Mas ao entrar na sala, congelou por um segundo.

Havia uma mulher nova sentada perto da bancada de instrução. Alta, elegante, de cabelos escuros e um sorriso confiante. Estava conversando com Filipe com intimidade visível, como se partilhassem um mundo ao qual Esther não pertencia.

— Esther! — chamou uma colega. — Vem sentar com a gente!

Ela assentiu e se sentou, tentando disfarçar a inquietação. Mas seus olhos continuavam voltando para a mulher ao lado de Filipe. Ele ria. Um riso leve, raro, diferente do que compartilhava com os alunos.
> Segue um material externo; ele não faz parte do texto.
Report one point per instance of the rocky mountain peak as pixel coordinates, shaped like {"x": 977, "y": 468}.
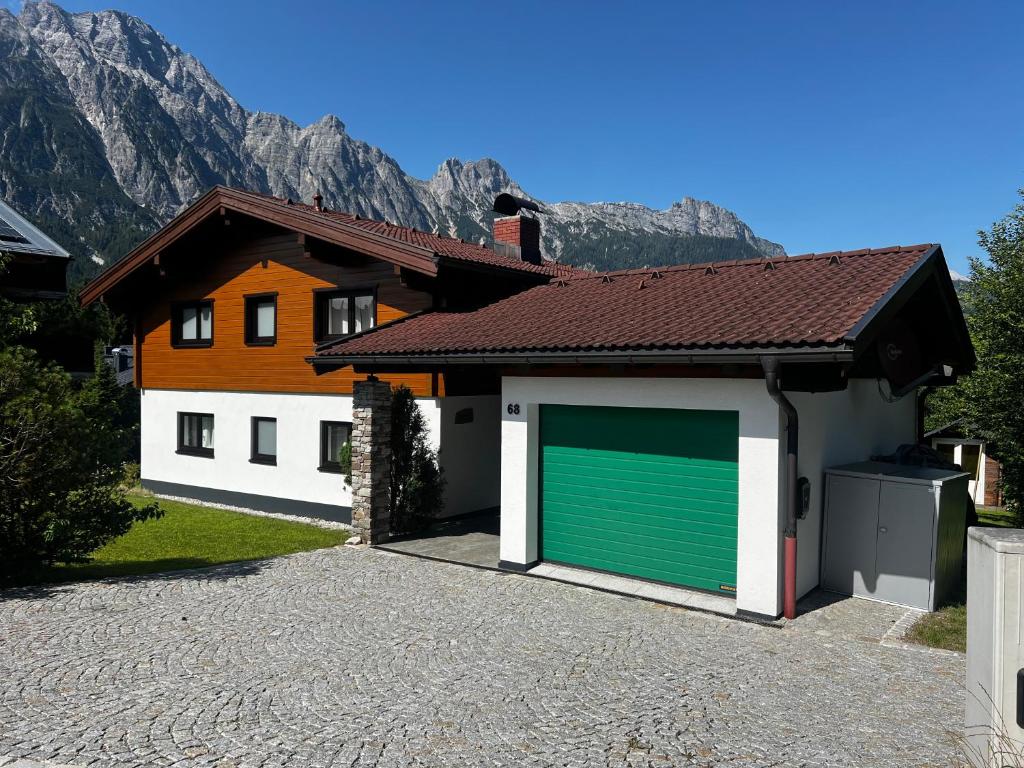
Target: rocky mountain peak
{"x": 163, "y": 130}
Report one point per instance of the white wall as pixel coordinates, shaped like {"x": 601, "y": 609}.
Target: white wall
{"x": 839, "y": 428}
{"x": 759, "y": 566}
{"x": 295, "y": 475}
{"x": 470, "y": 454}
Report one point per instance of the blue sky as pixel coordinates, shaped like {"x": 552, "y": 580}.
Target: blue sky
{"x": 822, "y": 125}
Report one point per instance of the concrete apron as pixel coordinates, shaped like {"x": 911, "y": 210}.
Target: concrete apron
{"x": 473, "y": 541}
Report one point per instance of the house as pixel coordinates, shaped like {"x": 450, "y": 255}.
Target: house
{"x": 226, "y": 302}
{"x": 668, "y": 424}
{"x": 958, "y": 443}
{"x": 675, "y": 424}
{"x": 38, "y": 265}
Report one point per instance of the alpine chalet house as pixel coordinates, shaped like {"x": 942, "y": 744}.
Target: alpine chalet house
{"x": 228, "y": 300}
{"x": 37, "y": 266}
{"x": 671, "y": 425}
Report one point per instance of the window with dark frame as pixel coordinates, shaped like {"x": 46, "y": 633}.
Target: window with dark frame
{"x": 261, "y": 320}
{"x": 196, "y": 434}
{"x": 344, "y": 312}
{"x": 264, "y": 440}
{"x": 192, "y": 324}
{"x": 334, "y": 434}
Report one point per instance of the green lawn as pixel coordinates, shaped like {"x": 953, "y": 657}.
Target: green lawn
{"x": 946, "y": 628}
{"x": 190, "y": 537}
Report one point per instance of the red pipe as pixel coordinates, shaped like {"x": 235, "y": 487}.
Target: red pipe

Esther nunca o tinha visto rir assim.

Quando a aula começou, Filipe apresentou a mulher.

— Essa é Mariana, minha amiga e ex-colega de trabalho. Ela é chef de cozinha em um restaurante premiado e veio nos visitar hoje. Talvez ela até nos dê uma aula especial em breve.
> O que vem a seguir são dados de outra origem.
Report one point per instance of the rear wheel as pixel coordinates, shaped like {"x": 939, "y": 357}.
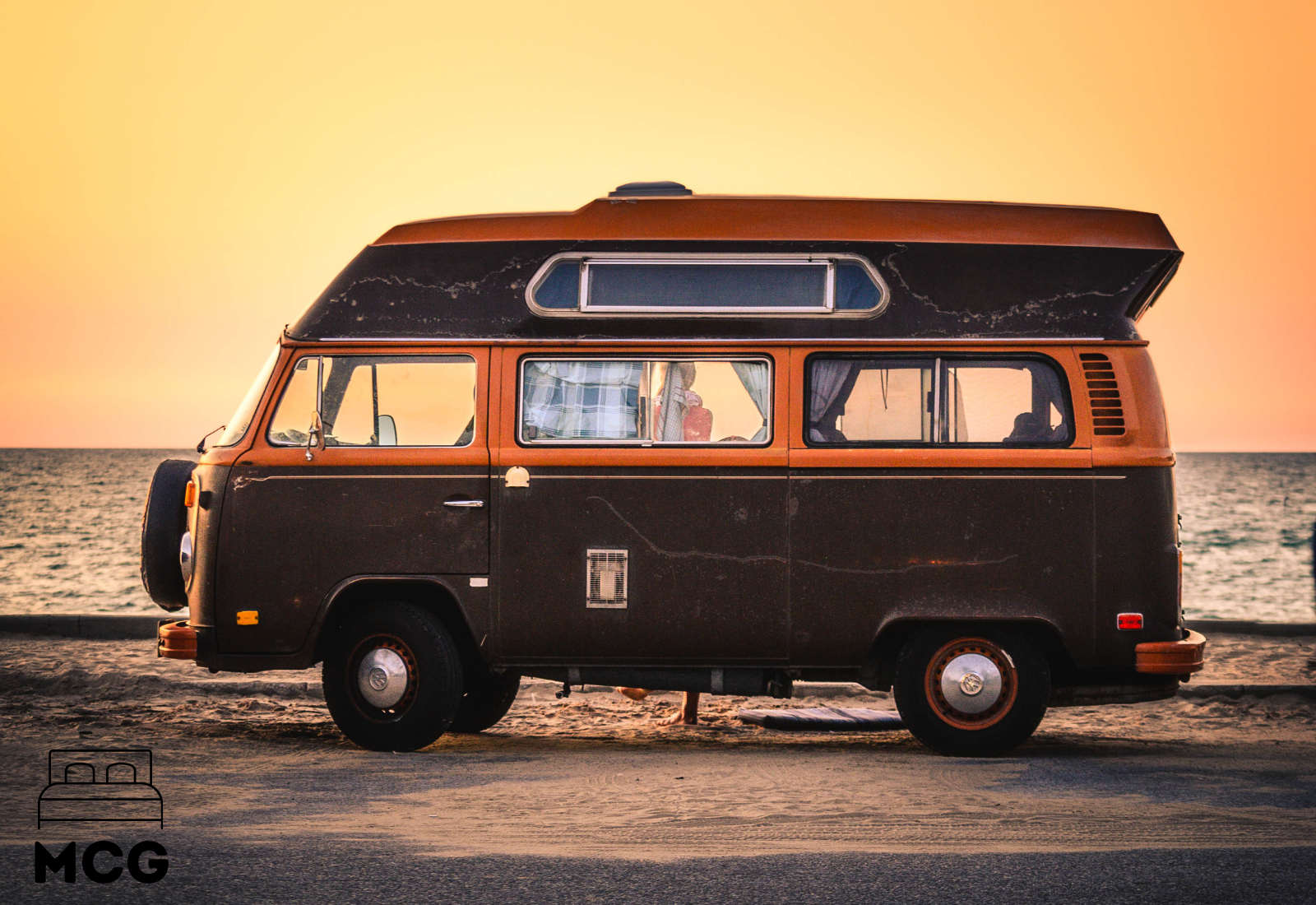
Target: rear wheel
{"x": 392, "y": 678}
{"x": 486, "y": 701}
{"x": 971, "y": 694}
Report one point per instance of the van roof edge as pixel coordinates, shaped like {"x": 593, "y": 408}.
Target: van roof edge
{"x": 747, "y": 219}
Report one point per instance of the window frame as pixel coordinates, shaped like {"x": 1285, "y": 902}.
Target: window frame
{"x": 320, "y": 374}
{"x": 640, "y": 443}
{"x": 938, "y": 387}
{"x": 708, "y": 258}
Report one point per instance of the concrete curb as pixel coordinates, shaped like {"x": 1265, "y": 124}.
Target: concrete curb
{"x": 1248, "y": 628}
{"x": 1245, "y": 691}
{"x": 103, "y": 628}
{"x": 109, "y": 628}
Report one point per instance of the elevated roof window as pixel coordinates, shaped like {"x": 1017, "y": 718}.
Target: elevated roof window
{"x": 708, "y": 285}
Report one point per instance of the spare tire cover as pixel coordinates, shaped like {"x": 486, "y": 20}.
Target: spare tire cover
{"x": 164, "y": 524}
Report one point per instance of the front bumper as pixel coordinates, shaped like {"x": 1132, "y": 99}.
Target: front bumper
{"x": 1171, "y": 658}
{"x": 175, "y": 639}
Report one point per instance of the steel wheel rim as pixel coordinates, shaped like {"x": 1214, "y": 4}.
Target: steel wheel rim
{"x": 383, "y": 676}
{"x": 971, "y": 683}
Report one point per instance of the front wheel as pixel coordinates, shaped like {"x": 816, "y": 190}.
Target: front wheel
{"x": 392, "y": 678}
{"x": 971, "y": 694}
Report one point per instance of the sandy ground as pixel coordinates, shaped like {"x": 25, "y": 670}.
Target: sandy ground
{"x": 257, "y": 759}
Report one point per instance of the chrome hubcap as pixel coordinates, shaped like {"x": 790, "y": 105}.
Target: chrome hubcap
{"x": 382, "y": 678}
{"x": 971, "y": 683}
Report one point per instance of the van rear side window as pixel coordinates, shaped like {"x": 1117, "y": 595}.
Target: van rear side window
{"x": 887, "y": 400}
{"x": 379, "y": 400}
{"x": 649, "y": 401}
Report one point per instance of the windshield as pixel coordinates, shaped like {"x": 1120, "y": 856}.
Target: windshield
{"x": 241, "y": 420}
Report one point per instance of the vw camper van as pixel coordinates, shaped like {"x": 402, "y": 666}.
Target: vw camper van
{"x": 702, "y": 443}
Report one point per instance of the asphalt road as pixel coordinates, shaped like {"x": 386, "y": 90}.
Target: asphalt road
{"x": 204, "y": 871}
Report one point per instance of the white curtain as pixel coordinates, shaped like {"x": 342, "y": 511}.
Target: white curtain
{"x": 758, "y": 382}
{"x": 826, "y": 383}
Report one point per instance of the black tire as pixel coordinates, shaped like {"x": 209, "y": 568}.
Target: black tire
{"x": 957, "y": 721}
{"x": 432, "y": 687}
{"x": 487, "y": 700}
{"x": 164, "y": 522}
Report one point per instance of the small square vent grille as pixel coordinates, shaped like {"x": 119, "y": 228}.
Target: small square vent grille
{"x": 605, "y": 579}
{"x": 1103, "y": 392}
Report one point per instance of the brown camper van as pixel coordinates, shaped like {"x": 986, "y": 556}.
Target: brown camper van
{"x": 702, "y": 443}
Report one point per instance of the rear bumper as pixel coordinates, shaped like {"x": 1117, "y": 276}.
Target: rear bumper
{"x": 175, "y": 639}
{"x": 1171, "y": 658}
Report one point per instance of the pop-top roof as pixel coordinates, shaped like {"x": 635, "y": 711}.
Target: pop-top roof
{"x": 666, "y": 212}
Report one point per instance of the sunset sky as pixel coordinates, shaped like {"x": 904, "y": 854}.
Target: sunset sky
{"x": 181, "y": 180}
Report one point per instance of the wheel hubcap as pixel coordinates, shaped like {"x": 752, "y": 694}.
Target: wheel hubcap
{"x": 971, "y": 683}
{"x": 382, "y": 678}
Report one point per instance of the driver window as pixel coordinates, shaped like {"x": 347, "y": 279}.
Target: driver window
{"x": 381, "y": 400}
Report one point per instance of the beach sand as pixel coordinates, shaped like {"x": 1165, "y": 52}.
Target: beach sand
{"x": 596, "y": 775}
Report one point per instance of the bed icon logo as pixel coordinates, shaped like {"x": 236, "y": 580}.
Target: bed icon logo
{"x": 100, "y": 787}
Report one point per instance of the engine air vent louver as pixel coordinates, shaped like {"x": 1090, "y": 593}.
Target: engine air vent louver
{"x": 605, "y": 579}
{"x": 1103, "y": 393}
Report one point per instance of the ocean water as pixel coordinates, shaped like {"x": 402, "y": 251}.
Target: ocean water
{"x": 70, "y": 524}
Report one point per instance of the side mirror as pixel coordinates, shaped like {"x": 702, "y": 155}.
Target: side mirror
{"x": 315, "y": 436}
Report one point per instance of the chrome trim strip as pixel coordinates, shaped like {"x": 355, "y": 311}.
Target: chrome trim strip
{"x": 806, "y": 476}
{"x": 960, "y": 476}
{"x": 261, "y": 478}
{"x": 716, "y": 341}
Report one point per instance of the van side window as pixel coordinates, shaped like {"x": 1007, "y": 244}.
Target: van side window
{"x": 645, "y": 401}
{"x": 379, "y": 400}
{"x": 890, "y": 400}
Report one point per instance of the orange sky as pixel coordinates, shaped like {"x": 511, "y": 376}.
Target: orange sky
{"x": 182, "y": 179}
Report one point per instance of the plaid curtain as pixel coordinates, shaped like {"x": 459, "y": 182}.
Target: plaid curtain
{"x": 582, "y": 400}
O coração de Esther afundou. Ex-colega. Amiga. Palavras neutras que soavam íntimas demais naquele tom.

Mariana sorriu para todos, mas seus olhos recaíram mais de uma vez sobre Filipe, com um brilho que não era apenas profissional. Esther tentou concentrar-se na aula, mas sua mente divagava.

Durante a preparação dos pratos, Filipe passava pelas bancadas com seu habitual cuidado. Quando chegou à de Esther, ela tentou manter o sorriso.

— Está tudo certo aqui?

— Sim. Estou testando uma variação do molho. Achei que poderia equilibrar com um toque de vinagre de maçã.
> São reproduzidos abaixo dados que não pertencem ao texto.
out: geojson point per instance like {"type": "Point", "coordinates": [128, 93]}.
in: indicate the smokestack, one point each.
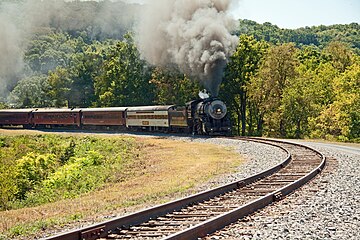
{"type": "Point", "coordinates": [194, 35]}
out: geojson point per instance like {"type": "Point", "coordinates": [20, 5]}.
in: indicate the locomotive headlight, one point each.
{"type": "Point", "coordinates": [216, 109]}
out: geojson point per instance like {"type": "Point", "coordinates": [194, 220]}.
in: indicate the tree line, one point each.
{"type": "Point", "coordinates": [281, 87]}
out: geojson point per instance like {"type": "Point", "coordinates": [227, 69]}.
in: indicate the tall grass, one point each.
{"type": "Point", "coordinates": [46, 168]}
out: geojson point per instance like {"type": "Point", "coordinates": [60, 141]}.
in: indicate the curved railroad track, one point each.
{"type": "Point", "coordinates": [196, 216]}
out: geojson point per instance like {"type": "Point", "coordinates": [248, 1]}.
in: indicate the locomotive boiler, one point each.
{"type": "Point", "coordinates": [208, 116]}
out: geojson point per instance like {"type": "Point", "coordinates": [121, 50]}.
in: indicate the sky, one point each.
{"type": "Point", "coordinates": [299, 13]}
{"type": "Point", "coordinates": [296, 13]}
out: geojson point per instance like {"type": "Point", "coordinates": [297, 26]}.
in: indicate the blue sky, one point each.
{"type": "Point", "coordinates": [299, 13]}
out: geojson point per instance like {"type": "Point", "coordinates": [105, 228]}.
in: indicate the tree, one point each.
{"type": "Point", "coordinates": [275, 73]}
{"type": "Point", "coordinates": [124, 77]}
{"type": "Point", "coordinates": [60, 85]}
{"type": "Point", "coordinates": [173, 87]}
{"type": "Point", "coordinates": [31, 92]}
{"type": "Point", "coordinates": [242, 66]}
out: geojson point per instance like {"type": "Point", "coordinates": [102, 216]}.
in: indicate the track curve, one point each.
{"type": "Point", "coordinates": [196, 216]}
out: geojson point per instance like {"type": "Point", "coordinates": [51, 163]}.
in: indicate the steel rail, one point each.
{"type": "Point", "coordinates": [103, 229]}
{"type": "Point", "coordinates": [211, 225]}
{"type": "Point", "coordinates": [217, 223]}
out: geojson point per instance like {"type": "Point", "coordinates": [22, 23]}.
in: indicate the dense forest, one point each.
{"type": "Point", "coordinates": [279, 82]}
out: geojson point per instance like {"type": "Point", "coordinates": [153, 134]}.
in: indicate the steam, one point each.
{"type": "Point", "coordinates": [194, 35]}
{"type": "Point", "coordinates": [19, 20]}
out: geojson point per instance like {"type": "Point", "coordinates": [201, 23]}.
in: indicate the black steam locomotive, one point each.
{"type": "Point", "coordinates": [203, 117]}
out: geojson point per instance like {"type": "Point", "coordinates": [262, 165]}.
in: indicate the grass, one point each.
{"type": "Point", "coordinates": [158, 170]}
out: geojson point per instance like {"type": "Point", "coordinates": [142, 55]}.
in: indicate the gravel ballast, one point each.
{"type": "Point", "coordinates": [326, 208]}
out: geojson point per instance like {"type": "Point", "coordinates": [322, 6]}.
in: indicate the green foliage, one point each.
{"type": "Point", "coordinates": [50, 167]}
{"type": "Point", "coordinates": [31, 92]}
{"type": "Point", "coordinates": [243, 65]}
{"type": "Point", "coordinates": [124, 77]}
{"type": "Point", "coordinates": [68, 153]}
{"type": "Point", "coordinates": [31, 170]}
{"type": "Point", "coordinates": [319, 36]}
Ele experimentou, assentiu, e sorriu.

— Interessante. Você tem instinto, Esther. Isso é raro.

Ela sorriu de volta, mas algo dentro dela se contorcia. Ao fundo, Mariana tirava fotos da aula com o celular de Filipe, rindo de algo que ele dissera. Era como se o ar da sala tivesse mudado de temperatura.

— Ela é sua… namorada? — perguntou uma das colegas em voz baixa, inclinando-se para Esther.

— Não sei — respondeu, tentando manter a voz neutra.

— Eles parecem tão próximos. E ela é linda, né?

— É.

Esther não queria admitir, mas sentia algo que nunca gostara de reconhecer em si mesma: ciúme. Um gosto amargo, estranho, que não combinava com a doçura que sentia ao lado de Filipe. Mas ali estava ele, estampado em cada movimento, em cada olhar furtivo para Mariana.

Quando a aula terminou, os alunos começaram a guardar seus materiais. Filipe despediu-se com um sorriso, e Mariana foi até ele com naturalidade, apoiando a mão em seu ombro ao dizer algo em voz baixa. Esther viu. E seu coração respondeu com um silêncio incômodo.

Ao sair da escola, o céu estava nublado. Como se refletisse seu humor. Caminhou devagar, tentando processar. Será que estava se iludindo? Será que aquele convite à feira fora apenas um gesto de simpatia? Talvez ela tivesse imaginado tudo…

Seu celular vibrou. Uma mensagem de Filipe.

> “Oi. Queria dizer que foi muito bom ver você hoje. Desculpe se estive meio disperso, Mariana apareceu de surpresa. Ela é uma amiga antiga. Nada além disso. Espero que tenha curtido a aula. Estava linda, como sempre.”

Esther parou no meio da calçada. Leu e releu as palavras. A última frase fez seu coração bater mais rápido. Era real, então. Ele tinha notado. E, mais do que isso, ele quis que ela soubesse.

Respondeu com dedos trêmulos.

> “Gostei da aula, sim. Obrigada. Foi estranho ver você tão à vontade com ela… mas acho que foi só uma pontada de… insegurança. Desculpa.”

A resposta veio em poucos segundos.

> “Não se desculpe por sentir. Gosto da sua sinceridade. E, se quer saber, só fiquei à vontade porque você estava lá. Você muda o jeito como eu ocupo um lugar.”

Ela sorriu. No meio da rua, com o céu cinzento, sentiu que o mundo clareava por dentro. Ainda havia incertezas, sim. Ainda haveria Mariana, outras visitas inesperadas, outros momentos de dúvida. Mas havia também palavras doces, trocas sinceras, e o início de algo que podia florescer com o tempo.

E o ciúme, que antes era amargo, agora ganhava um novo sabor: o da importância. Porque quando se teme perder, é sinal de que algo precioso está se formando.